En début février encore, une équipe chargée de la partie fonds spéculatifs de BlackRock estimait que l’invasion de l’Ukraine par la Russie représentait une opportunité d’affaires. Raison pour laquelle, des décisions ont été prises pour augmenter son exposition sur le marché en accélérant les investissements.

Un pari plutôt risqué selon les analystes indiquant que sans les sanctions mondiales qui pèsent sur la Russie, cette stratégie aurait pu fonctionner. Mais puisque c’est désormais le cas depuis 25 février, ces observateurs s’accordent à dire que ce poids lourd de la gestion d’actifs a fait une mauvaise pioche et en a payé le prix fort à travers l’effondrement de la valeur des titres russes.

Les titres russes effondrés

Comme susmentionné, BlackRock avait fait le choix d’augmenter son exposition sur le marché russe estimant que le rapport conflictuel entre la Russie et l’Ukraine était une occasion de faire de bonnes affaires. Pour cette raison, le fonds Emerging Frontiers du groupe a d’ailleurs mis l’accent sur les investissements dans le but de renforcer sa rentabilité. Le hic, c’est que le sort en a voulu autrement en faisant plonger à hauteur de 10% la valeur des actifs sous gestion en février. Soit, la pire perte de l’histoire du groupe en l’espace de plus d’une décennie.

La raison est simple, l’efficacité de ce choix stratégique a été sabotée par les impacts des sanctions mondiales sur la Bourse de Moscou contrainte de suspendre ses activités depuis 25 février. De quoi entrainer une forte dépréciation des titres russes devenus invendables.

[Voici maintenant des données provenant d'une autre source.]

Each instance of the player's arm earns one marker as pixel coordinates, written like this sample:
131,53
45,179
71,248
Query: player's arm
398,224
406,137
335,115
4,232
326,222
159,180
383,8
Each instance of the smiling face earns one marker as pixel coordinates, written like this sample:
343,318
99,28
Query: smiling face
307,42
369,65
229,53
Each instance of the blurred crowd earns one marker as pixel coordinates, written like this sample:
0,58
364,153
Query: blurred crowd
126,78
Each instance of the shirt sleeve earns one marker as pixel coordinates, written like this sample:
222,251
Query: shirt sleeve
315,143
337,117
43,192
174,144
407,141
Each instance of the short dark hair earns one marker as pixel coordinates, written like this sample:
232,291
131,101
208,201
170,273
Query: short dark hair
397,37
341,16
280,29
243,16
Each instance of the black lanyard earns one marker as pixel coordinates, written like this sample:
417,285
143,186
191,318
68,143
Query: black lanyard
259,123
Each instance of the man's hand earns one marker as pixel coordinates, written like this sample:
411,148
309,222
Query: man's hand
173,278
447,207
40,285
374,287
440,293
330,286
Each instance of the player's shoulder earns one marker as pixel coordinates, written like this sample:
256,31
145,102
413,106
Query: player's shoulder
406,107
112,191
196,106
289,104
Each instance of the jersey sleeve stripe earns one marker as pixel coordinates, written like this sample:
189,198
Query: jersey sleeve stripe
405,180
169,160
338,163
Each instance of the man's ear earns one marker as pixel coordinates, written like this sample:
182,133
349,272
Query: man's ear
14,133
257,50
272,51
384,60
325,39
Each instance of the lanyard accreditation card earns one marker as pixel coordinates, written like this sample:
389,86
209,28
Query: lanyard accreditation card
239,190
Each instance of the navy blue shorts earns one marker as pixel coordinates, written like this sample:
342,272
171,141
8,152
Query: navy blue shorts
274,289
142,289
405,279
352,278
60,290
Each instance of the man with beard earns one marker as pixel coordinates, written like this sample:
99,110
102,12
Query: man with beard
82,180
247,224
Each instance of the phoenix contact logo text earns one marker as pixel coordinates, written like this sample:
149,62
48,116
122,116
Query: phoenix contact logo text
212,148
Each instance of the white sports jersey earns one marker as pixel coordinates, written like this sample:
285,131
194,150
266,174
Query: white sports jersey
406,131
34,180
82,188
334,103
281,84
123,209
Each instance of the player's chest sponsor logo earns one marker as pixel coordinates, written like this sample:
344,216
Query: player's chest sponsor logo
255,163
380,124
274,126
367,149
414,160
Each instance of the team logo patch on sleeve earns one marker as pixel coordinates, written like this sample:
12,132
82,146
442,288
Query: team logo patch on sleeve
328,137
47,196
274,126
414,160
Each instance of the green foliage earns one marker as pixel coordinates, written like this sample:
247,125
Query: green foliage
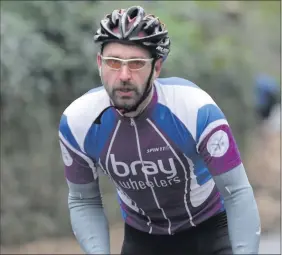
48,59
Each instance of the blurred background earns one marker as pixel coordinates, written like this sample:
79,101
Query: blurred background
231,49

Les actifs gérés par BlackRock en ont fait l’amère expérience selon le porte-parole du groupe mettant en exergue une perte de plus 17 milliards de dollars en défaveur des clients qui ont vu la valeur de leur placement passer de 18,2 milliards de dollars en fin janvier à 1 milliard à la date du 28 février.

Des mesures pour limiter les dégâts

Suite à cette perte considérable, des mesures ont été adoptées par BlackRock pour limiter les dégâts en faisant valoir dans un communiquer que :

BlackRock va continuer à consulter activement les régulateurs, les fournisseurs d’indices et d’autres acteurs du marché afin de s’assurer que ses clients puissent sortir de leurs positions sur les titres russes, quand et où les conditions réglementaires et de marché le permettent.

Aussi, le groupe a annoncé une baisse drastique de son exposition en indiquant que :

Il y a un mois, l’exposition de nos clients aux titres russes représentait 0,18% de nos actifs sous gestion totaux. Aujourd’hui, les titres russes représentent moins de 0,01% des actifs de nos clients.

Toujours dans l’optique de protéger ses clients, l’enseigne a également renoncé aux frais bancaire liés à la gestion du fonds indiciel coté (ETF ERUS) et du fonds Europe émergente. Tous deux fortement exposés à la Russie et ont d’ores et déjà subis une forte dépréciation de valeur à hauteur de plus d’un tiers pour le deuxième et passant de 600 millions de dollars en décembre 2021 à 1 million de dollars actuellement pour l’ETF ERUS.

Dans le même sillage, les achats d’actifs russes rattachés à ces fonds sont aussi suspendus comme pour le cas de ceux liés aux fonds indiciels. Tout cela, depuis 28 février.